In [None]:
import pathlib
import requests

import graphviz
import joblib
import matplotlib.pyplot as plt
import numpy as np
import pandas as pd
from sklearn import datasets, metrics, model_selection
from sklearn import pipeline, preprocessing, tree

# Decision Trees

[Decision Trees](https://scikit-learn.org/stable/modules/tree.html) are a non-parametric supervised learning method used for [classification](https://scikit-learn.org/stable/modules/tree.html#tree-classification) and [regression](https://scikit-learn.org/stable/modules/tree.html#tree-regression). The goal is to create a model that predicts the value of a target variable by learning simple decision rules inferred from the data features. A tree can be seen as a piecewise constant approximation.
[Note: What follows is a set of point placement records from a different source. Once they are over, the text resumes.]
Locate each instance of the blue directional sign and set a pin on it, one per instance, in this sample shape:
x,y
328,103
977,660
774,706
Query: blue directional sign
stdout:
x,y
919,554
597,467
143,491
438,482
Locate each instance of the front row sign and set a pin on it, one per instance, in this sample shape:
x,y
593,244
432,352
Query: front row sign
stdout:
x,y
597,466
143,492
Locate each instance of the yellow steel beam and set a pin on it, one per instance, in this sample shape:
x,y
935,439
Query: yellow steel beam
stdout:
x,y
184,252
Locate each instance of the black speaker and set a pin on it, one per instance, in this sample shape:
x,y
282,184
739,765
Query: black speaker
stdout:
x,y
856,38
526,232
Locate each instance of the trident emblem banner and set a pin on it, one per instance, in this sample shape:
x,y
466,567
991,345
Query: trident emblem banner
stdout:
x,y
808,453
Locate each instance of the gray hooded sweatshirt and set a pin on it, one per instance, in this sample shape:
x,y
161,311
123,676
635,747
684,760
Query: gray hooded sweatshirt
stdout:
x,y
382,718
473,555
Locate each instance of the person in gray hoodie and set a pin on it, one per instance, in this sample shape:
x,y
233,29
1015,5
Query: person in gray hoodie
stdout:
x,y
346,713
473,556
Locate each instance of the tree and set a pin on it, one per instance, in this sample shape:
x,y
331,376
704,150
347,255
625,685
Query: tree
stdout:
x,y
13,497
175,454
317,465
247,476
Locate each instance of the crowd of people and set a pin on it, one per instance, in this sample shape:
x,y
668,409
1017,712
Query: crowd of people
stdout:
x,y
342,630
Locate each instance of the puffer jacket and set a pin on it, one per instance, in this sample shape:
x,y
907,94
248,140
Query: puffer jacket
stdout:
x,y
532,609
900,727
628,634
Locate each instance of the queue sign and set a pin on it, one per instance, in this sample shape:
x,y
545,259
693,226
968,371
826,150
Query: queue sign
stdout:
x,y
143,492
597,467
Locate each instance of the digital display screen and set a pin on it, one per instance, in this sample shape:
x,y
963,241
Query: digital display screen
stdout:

## Training and Visualizing a Decision Tree

In [None]:
diabetes_data = datasets.load_diabetes(
    as_frame=True
)

In [None]:
print(diabetes_data.DESCR)

In [None]:
features_df = diabetes_data.data
target = diabetes_data.target

In [None]:
features_df.head()

In [None]:
target

In [None]:
regressor = tree.DecisionTreeRegressor(max_depth=2, random_state=42)
_ = regressor.fit(features_df, target)

In [None]:
_ = tree.export_graphviz(
    regressor,
    out_file="diabetes-tree.dot",
    feature_names=features_df.columns,
    rounded=True,
    filled=True
)

In [None]:
(
    graphviz.Source
            .from_file("diabetes-tree.dot")
)

In [None]:
help(regressor.tree_)

## Making Predictions

In [None]:
regressor = tree.DecisionTreeRegressor()
_ = regressor.fit(features_df, target)

_predictions = regressor.predict(features_df)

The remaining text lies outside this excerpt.